NVIDIA research announced at CoRL this week puts smart picking within robotic grasping range.
ZURICH — Researchers at NVIDIA Corp. today announced a new deep-learning system for perceiving a variety of objects for robotic grasping and manipulation. In a research paper presented at the Conference on Robot Learning here, NVIDIA explained how its breakthrough could help robots in different situations.
“We want robots to be able to interact with their environment in a safe and skillful manner,” stated Stan Birchfield, a principal research scientist at NVIDIA.
“We’ve developed a novel deep-learning system that enables a robot to estimate in real time the pose of objects with an off-the-shelf RGB camera and reach out, grasp, and manipulate them,” said Hector Marinez, director of corporate communications at NVIDIA.
“Our ultimate goal is for robots to work in the real world,” he said. “To do that, they have to perceive changes in complex environments.”

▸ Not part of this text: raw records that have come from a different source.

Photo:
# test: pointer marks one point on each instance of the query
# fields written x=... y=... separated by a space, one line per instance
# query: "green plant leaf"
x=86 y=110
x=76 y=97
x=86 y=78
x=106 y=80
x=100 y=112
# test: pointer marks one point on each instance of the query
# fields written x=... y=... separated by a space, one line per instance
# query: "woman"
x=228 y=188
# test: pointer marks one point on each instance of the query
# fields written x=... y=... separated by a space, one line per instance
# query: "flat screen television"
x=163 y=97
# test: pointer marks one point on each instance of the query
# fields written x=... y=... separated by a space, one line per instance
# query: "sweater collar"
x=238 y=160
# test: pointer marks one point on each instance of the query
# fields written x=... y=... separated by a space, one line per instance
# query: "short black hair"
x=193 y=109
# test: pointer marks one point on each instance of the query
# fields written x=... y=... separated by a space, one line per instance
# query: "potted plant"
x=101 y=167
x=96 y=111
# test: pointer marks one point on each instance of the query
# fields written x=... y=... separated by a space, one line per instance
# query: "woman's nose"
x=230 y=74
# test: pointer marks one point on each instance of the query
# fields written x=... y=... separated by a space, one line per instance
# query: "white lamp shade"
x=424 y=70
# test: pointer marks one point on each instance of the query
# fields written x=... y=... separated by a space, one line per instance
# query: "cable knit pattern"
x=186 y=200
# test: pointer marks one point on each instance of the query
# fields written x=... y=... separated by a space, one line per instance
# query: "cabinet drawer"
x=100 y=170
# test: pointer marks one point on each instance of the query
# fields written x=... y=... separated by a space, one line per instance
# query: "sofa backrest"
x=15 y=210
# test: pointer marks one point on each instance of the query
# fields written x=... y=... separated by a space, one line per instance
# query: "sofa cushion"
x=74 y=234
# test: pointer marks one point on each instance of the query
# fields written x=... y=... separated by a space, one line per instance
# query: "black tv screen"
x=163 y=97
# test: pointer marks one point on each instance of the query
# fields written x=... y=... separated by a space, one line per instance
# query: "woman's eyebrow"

Spotting and moving objects
“Industrial robots today are very good at repeating the same trajectory over and over, but they have no awareness of the environment,” Birchfield told Robotics Business Review. “Robots with this level of perception don’t really exist right now in industry.”
“Most researchers in computer vision address the problem in algorithms by working with particular data sets, but they don’t necessarily tell you if it will work in a real-world environment,” he said. “We’ve been working on this particular problem for about one year.”
“We presented in May at ICRA,” said Birchfield, referring to a paper presented at the International Conference on Robotics and Automation (ICRA) in Brisbane, Australia. “A human-trained robot would mimic a human and execute a task in the real world, stacking colored cubes.”
NVIDIA said its new algorithm advances machine vision and robotic grasping by accounting for different object orientations and locations.
“Robots need to detect and estimate the pose of objects,” explained Birchfield. “With our system, we can find an object in real time, estimate its orientation, and then grasp it.”
Bridging the ‘reality gap’
The challenge for deep-learning systems is having enough high-quality data to train the neural networks, Birchfield explained.
“This is important for real-time performance,” he said. “Some networks are trained only on synthetic [computer-generated] data, and other systems developed in the research community are trained on real-world data.”
“There has been a shift between synthetic data and real data,” said Birchfield. “When you train a neural network on synthetic data, it typically doesn’t work well.”
“We came up with a trick for bridging the ‘reality gap,’” he added. “We mix domain-randomized plus photorealistic images. We get better results than with either alone or than current algorithms.”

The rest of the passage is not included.